Oleh Nardi Maruapey*
“Pendidikan adalah senjata paling ampuh untuk mengubah dunia”
(Nelson Mandela)
Kata-kata Nelson Mandela di atas kiranya dapat menjadi bahan untuk kita bisa ber-kontemplasi mengenai penting dan luar biasanya pengaruh dari pendidikan. Sehingga ada banyak dari kita yang bertanya baik dari dalam hati, dengan mengeluarkan suara, bertanya pada diri sendiri maupun pada orang lain tentang apa itu pendidikan, untuk apa pendidikan, terutama terhadap masa depan setiap orang terlebih lagi bagi orang belum sadar dan masih berada dalam alam pikir yang primitif. Satu kalimat penegasan dari tulisan ini adalah jelas pendidikan itu penting — sangat penting.

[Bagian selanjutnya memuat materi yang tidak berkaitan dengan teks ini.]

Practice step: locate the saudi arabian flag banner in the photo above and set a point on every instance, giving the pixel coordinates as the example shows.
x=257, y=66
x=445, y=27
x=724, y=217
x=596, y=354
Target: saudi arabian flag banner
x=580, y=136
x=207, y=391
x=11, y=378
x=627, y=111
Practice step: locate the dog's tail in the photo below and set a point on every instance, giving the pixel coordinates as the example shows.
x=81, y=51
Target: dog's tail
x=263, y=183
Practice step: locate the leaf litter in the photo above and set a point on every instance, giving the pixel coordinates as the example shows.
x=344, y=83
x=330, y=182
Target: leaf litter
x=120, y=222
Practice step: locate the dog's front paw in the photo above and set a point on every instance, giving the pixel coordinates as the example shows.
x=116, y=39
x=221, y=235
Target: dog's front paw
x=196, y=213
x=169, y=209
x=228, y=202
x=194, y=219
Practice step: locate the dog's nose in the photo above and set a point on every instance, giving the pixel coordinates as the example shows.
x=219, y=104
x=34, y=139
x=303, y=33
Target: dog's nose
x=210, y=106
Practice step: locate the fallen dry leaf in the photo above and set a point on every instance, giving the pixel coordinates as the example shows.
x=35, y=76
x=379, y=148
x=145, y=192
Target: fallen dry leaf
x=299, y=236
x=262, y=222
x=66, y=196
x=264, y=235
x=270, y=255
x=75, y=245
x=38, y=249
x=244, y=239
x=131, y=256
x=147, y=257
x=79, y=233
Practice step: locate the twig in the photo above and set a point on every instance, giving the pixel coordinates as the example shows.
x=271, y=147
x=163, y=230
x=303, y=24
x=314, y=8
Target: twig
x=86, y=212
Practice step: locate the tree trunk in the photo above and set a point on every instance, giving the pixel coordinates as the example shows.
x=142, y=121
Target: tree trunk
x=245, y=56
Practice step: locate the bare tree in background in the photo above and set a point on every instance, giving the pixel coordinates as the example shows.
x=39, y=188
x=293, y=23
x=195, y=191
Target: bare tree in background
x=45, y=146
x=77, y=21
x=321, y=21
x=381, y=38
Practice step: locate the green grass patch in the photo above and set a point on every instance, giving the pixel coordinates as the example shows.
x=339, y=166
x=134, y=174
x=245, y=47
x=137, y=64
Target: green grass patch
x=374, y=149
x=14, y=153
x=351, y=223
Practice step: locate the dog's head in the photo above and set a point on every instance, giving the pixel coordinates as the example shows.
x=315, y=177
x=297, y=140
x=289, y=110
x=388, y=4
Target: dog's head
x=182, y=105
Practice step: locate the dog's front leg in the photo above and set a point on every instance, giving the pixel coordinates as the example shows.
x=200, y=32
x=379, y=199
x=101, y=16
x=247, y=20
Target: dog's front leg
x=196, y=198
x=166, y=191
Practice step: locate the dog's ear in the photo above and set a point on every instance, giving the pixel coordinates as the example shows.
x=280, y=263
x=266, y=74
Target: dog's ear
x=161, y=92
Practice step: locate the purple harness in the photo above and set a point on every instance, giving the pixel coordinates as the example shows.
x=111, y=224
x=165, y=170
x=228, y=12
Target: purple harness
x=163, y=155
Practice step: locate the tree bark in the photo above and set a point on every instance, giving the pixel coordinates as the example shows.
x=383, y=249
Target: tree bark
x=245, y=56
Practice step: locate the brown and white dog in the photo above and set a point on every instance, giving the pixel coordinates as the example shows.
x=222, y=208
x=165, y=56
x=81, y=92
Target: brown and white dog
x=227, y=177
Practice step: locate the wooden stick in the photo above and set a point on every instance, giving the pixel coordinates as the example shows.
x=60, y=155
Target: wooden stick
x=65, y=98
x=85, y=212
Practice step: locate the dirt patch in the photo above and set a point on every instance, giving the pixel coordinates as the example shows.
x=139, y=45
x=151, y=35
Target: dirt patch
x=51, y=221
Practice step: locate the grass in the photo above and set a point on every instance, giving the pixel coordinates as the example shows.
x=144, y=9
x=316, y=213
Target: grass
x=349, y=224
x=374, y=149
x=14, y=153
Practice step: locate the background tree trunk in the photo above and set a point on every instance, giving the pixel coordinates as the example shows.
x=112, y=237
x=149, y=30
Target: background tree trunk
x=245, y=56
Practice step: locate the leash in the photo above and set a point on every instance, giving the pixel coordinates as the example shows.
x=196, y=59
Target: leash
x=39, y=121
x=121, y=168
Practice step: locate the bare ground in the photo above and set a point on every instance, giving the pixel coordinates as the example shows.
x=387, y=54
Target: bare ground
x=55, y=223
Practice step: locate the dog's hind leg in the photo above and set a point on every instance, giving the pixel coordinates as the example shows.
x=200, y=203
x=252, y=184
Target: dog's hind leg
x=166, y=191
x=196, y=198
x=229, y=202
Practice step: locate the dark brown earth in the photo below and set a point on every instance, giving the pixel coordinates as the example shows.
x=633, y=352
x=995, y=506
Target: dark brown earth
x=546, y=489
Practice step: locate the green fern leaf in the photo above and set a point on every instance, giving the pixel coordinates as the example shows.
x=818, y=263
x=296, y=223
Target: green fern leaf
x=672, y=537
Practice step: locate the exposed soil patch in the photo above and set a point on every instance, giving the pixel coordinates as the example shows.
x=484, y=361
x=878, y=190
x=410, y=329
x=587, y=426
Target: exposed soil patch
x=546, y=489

Dalam berbagai macam perspektif entah itu tokoh, cendekiawan, ataupun penulis kita dapat menemukan ujung dari semuanya bahwa pendidikan adalah mendidik untuk cerdas atau upaya membuat orang cerdas. Sehingga saya sangat bersepakat dengan tujuan dari pendidikan bangsa kita yakni untuk mencerdaskan kehidupan bangsa. Mencerdaskan kehidupan bangsa tentu dasarnya adalah membuat orang cerdas.
Pada konteks yang lebih universal lagi, pendidikan itu harus menyentuh nilai-nilai kemanusiaan atau membuat kita sebagai manusia untuk lebih memiliki sifat-sifat yang manusiawi. Ini kerja pendidikan untuk membentuk seseorang dari sisi karakterkter. Kiranya sangat sesuai konsepnya Paulo Freire dalam hal ini, bahwa pendidikan adalah upaya memanusiakan manusia. Dimana pendidikan mampu mengangkat hatkat dan martabat serta kualitas hidup manusia dari segi ilmu. Ini yang saya maksudkan dengan universalisme pendidikan.
Memaknai Ulang Pendidikan
Dalam memaknai pendidikan dengan betul-betul perlu ada penulusuran secara mendalam dan berulang-berulang agar tujuan sejati dari pendidikan itu dapat tercapai. Bahwa pendefenisian dari pendidikan sebagaimana terdapat dalam rumusan undang-undang tentang sistem pendidikan nasional bahwa menurut UU Nomor 20 Tahun 2003: Pendidikan adalah usaha sadar dan terencana untuk mewujudkan suasana belajar dan proses pembelajaran agar peserta didik secara aktif mengembangkan potensi dirinya untuk memiliki kekuatan spiritual keagamaan, pengendalian diri, kepribadian, kecerdasan, akhlak mulia, serta keterampilan yang diperlukan dirinya, masyarakat, bangsa dan negara.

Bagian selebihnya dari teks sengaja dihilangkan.